The law's opponents characterized Monday's ruling as a major setback for the Obama administration.

Supporters downplayed Hudson's opinion Monday as merely a preliminary and procedural step in a case that will probably last several years and ultimately be decided by the Supreme Court.

Hudson found that Virginia's challenge is valid because Cuccinelli's suit was designed to defend a newly enacted state statute that made it illegal to require state residents to buy health insurance. He wrote that the case involves issues of national significance with little precedent, which need a full hearing. He also said there are few precedents for the case and suggested the health-insurance mandate would push the bounds of Congress's authority to regulate interstate commerce and adopt laws necessary and proper for the general welfare.

"Unquestionably, this regulation radically changes the landscape of health insurance coverage in America," Hudson wrote in the 32-page opinion. "The Commerce Clause aspect of this debate raises issues of national significance. The position of the parties are widely divergent and at times novel. The guiding precedent is information but inconclusive. Never before has the Commerce Clause and the associated Necessary and Proper clause been extended this far."

Virginia Gov. Robert F. McDonnell (R) called Cuccinelli's lawsuit "meritorious and constitutionally correct" and applauded the opinion. "The federal government has exceeded its powers, powers of allegedly limited government, in this matter," Cuccinelli said. "We hope the courts ultimately will rein that in and return the balance of power between states and the federal authority."

The Obama administration responded that it is confident the law will be found constitutional -- and said challenges are an attempt to settle a political dispute. The administration emphasized that the insurance mandate is critical to the law's interlocking reforms, including popular measures such as requiring insurers to cover everyone regardless of preexisting health conditions.

"That just means there will be a full hearing on the arguments," Health and Human Services Secretary Kathleen Sebelius said in a conference call with reporters. "We remain confident that the case is solid and there is full constitutional backing for the passing of the Affordable Care Act."

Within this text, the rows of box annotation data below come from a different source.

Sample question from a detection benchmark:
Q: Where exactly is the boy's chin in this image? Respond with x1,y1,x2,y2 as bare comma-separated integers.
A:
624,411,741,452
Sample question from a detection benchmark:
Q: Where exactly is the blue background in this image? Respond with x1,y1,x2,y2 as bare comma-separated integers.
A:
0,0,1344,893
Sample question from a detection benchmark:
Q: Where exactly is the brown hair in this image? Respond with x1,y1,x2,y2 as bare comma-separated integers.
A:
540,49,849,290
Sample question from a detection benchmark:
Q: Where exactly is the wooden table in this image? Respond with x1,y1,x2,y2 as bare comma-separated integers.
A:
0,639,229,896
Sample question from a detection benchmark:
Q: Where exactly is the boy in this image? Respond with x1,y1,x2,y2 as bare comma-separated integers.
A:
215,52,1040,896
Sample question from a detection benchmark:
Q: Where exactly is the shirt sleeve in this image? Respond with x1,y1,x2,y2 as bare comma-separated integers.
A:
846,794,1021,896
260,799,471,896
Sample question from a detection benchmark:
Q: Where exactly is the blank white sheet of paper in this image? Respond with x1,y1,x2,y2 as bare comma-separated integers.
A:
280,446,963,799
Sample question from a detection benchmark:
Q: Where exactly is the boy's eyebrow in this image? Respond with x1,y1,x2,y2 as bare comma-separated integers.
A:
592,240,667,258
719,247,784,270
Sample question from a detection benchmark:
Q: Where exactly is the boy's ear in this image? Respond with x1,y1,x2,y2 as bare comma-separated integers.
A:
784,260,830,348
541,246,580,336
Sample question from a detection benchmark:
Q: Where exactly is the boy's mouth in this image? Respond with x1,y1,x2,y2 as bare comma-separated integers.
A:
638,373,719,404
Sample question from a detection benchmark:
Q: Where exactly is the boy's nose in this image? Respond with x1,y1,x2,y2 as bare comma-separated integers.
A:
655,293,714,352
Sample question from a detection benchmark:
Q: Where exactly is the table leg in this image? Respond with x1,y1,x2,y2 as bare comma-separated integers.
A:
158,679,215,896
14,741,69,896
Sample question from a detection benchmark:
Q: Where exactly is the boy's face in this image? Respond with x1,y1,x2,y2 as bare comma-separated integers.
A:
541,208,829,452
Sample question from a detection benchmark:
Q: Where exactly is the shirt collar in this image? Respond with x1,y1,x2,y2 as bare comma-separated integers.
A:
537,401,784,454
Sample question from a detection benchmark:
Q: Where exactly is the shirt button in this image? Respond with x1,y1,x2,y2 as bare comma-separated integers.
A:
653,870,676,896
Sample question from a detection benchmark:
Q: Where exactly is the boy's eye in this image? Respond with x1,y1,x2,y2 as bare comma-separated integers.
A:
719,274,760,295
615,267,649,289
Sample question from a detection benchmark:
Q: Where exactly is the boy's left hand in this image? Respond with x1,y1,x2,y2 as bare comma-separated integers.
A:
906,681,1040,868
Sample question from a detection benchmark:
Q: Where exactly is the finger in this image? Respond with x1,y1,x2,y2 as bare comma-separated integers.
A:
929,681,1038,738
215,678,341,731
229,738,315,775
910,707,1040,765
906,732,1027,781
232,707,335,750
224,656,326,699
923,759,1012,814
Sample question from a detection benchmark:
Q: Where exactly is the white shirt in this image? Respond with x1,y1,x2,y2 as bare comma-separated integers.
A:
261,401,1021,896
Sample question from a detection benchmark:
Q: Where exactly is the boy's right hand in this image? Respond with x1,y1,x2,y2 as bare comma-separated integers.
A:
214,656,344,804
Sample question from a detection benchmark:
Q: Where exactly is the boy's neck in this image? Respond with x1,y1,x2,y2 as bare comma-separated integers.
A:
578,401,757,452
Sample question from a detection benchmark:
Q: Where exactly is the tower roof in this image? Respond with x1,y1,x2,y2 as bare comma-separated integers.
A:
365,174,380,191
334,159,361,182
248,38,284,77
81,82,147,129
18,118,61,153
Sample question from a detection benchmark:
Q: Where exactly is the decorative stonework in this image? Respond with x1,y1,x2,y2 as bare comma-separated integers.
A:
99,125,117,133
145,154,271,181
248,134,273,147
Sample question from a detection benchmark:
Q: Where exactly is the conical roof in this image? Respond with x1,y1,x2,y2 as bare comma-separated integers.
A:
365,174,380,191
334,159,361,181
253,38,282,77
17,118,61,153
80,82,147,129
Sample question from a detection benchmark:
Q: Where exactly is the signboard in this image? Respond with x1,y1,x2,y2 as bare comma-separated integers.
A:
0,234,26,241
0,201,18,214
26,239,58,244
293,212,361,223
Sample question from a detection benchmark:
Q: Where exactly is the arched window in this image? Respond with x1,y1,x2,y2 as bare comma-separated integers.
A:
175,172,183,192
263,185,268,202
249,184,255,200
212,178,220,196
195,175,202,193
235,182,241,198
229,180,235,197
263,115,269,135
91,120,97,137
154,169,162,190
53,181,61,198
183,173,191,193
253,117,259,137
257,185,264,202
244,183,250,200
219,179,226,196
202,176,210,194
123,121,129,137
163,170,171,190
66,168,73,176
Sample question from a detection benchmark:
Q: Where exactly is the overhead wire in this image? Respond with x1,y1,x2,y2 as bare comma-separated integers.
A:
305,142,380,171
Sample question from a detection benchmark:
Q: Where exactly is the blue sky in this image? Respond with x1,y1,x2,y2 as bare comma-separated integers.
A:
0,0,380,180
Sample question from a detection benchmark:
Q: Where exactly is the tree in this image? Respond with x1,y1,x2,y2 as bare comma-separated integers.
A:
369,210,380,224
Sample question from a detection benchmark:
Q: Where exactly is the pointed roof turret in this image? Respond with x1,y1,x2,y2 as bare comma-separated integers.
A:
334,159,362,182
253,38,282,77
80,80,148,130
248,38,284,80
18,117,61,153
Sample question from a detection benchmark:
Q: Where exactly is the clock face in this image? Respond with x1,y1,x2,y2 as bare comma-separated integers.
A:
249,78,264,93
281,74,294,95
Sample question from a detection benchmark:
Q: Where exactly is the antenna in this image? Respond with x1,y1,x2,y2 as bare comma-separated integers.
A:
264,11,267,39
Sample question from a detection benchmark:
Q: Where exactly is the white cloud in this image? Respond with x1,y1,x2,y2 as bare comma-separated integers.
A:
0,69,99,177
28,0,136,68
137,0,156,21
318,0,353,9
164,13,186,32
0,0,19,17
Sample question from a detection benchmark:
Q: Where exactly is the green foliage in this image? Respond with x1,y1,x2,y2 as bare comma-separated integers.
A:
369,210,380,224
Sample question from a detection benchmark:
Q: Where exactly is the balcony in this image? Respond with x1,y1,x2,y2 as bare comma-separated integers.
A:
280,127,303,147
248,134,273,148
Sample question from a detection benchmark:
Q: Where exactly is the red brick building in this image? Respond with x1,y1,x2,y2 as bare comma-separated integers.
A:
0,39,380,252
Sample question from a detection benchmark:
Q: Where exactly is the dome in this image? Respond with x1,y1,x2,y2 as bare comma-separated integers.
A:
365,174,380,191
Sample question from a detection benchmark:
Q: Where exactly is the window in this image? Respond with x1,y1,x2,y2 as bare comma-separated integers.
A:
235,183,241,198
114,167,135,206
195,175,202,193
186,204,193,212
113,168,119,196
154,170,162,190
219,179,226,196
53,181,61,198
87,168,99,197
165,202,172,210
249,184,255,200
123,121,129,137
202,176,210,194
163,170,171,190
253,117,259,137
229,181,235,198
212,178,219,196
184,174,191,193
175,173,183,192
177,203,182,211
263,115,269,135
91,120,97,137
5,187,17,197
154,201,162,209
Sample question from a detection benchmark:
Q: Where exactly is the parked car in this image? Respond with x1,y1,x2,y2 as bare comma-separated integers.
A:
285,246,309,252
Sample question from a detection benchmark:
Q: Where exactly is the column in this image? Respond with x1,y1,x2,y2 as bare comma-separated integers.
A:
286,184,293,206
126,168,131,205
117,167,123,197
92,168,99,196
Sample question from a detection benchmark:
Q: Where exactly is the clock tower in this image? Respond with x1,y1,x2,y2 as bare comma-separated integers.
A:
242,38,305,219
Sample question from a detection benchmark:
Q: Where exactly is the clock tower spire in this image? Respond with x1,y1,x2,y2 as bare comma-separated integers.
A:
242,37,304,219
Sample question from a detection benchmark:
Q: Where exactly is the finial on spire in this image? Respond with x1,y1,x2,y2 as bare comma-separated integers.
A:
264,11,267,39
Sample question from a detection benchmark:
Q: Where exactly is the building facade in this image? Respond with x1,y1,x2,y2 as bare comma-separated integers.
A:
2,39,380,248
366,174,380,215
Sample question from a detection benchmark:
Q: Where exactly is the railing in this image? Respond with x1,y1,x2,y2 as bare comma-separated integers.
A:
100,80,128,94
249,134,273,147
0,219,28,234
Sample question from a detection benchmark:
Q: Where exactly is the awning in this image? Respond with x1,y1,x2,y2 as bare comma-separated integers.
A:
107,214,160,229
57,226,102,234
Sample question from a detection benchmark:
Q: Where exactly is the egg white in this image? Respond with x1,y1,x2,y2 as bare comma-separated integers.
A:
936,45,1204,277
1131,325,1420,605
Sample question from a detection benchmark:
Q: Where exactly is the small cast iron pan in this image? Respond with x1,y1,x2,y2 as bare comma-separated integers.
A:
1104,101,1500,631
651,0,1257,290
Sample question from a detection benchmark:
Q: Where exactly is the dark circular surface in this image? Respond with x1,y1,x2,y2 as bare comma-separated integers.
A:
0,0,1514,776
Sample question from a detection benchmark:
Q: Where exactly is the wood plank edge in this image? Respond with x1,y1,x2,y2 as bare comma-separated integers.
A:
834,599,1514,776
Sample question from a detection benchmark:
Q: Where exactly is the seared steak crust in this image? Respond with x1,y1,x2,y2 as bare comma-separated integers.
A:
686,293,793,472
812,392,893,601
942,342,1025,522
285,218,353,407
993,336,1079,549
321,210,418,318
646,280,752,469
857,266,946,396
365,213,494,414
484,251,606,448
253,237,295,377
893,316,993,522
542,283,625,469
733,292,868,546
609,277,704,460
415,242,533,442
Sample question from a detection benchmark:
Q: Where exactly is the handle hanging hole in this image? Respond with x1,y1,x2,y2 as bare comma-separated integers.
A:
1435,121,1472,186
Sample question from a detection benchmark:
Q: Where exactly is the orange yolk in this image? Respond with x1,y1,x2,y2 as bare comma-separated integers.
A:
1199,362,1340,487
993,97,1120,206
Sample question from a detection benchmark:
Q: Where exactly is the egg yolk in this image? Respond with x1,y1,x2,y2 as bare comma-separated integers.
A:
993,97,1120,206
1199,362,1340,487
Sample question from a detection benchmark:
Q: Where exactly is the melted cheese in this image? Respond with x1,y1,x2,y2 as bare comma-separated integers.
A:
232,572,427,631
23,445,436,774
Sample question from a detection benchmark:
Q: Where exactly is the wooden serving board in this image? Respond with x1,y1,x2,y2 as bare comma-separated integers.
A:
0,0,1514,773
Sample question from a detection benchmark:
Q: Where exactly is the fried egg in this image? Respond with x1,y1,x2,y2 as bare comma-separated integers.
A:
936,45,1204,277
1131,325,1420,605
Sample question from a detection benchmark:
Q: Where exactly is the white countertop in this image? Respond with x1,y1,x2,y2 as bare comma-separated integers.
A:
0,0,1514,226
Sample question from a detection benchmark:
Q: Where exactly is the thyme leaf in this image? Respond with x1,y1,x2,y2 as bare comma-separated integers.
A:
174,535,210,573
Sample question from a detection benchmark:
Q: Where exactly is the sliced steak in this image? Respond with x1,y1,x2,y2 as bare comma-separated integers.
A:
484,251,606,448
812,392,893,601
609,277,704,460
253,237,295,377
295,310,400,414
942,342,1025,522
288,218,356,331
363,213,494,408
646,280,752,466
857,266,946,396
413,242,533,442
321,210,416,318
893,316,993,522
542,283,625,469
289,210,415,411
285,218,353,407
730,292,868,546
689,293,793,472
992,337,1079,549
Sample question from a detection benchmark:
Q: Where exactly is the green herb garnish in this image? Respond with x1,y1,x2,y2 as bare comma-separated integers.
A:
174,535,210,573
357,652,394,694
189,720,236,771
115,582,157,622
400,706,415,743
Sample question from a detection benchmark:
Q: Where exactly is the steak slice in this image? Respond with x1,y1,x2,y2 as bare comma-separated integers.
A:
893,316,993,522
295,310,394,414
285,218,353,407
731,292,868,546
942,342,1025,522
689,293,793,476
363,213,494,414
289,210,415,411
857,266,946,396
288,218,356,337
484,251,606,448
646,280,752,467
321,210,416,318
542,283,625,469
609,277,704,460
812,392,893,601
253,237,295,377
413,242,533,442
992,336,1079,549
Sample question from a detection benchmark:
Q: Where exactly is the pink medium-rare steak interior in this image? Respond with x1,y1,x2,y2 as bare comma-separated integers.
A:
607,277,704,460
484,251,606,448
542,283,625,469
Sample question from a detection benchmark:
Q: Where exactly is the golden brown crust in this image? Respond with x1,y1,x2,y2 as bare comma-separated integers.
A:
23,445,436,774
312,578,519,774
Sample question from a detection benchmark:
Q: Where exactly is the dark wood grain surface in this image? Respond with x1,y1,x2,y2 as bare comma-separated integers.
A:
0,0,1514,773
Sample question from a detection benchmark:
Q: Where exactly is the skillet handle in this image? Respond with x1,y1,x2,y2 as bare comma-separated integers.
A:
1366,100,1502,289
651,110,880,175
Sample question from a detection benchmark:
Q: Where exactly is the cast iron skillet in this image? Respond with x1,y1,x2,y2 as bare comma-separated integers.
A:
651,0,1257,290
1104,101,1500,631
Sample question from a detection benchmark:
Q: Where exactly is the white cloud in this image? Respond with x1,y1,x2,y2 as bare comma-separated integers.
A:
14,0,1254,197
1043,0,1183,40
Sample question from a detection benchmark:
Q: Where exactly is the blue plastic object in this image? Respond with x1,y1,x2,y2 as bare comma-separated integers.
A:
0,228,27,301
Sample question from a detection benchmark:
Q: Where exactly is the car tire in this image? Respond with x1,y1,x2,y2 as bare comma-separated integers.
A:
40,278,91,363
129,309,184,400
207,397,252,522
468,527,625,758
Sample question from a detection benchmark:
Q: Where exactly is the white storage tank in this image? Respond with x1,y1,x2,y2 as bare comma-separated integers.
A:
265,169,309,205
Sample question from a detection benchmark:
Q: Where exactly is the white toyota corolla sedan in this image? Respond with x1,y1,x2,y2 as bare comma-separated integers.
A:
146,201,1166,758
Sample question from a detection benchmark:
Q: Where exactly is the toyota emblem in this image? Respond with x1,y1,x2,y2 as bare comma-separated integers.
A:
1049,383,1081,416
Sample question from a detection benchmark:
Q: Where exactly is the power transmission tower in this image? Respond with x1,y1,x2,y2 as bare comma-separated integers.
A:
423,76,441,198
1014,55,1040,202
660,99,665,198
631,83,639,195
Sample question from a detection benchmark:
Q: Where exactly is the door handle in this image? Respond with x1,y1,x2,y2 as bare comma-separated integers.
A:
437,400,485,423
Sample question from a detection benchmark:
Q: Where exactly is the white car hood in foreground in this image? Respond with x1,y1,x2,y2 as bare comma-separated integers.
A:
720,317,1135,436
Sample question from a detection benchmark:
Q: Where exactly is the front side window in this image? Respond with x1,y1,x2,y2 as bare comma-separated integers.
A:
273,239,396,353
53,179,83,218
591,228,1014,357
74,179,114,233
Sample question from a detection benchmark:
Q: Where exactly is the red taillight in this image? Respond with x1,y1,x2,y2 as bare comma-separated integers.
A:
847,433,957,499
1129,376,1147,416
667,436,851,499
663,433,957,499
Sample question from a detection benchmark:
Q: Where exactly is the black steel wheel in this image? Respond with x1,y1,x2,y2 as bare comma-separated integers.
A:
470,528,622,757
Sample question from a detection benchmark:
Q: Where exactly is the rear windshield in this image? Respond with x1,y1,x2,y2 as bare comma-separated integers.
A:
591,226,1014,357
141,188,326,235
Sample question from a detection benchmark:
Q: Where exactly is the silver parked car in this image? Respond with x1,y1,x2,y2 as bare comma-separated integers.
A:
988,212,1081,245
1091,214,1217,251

Hudson heard two hours of oral arguments in July. Cuccinelli's legal team argued that a person who has chosen not to buy insurance is not engaged in economic activity and, therefore, Congress cannot regulate his actions as interstate commerce. The administration countered that an insured person will eventually require health care. Going without health insurance is not inactivity -- it's simply choosing not to pay for health care, a decision that shifts a $43 billion-a-year burden from the uninsured to the insured, their lawyers contended.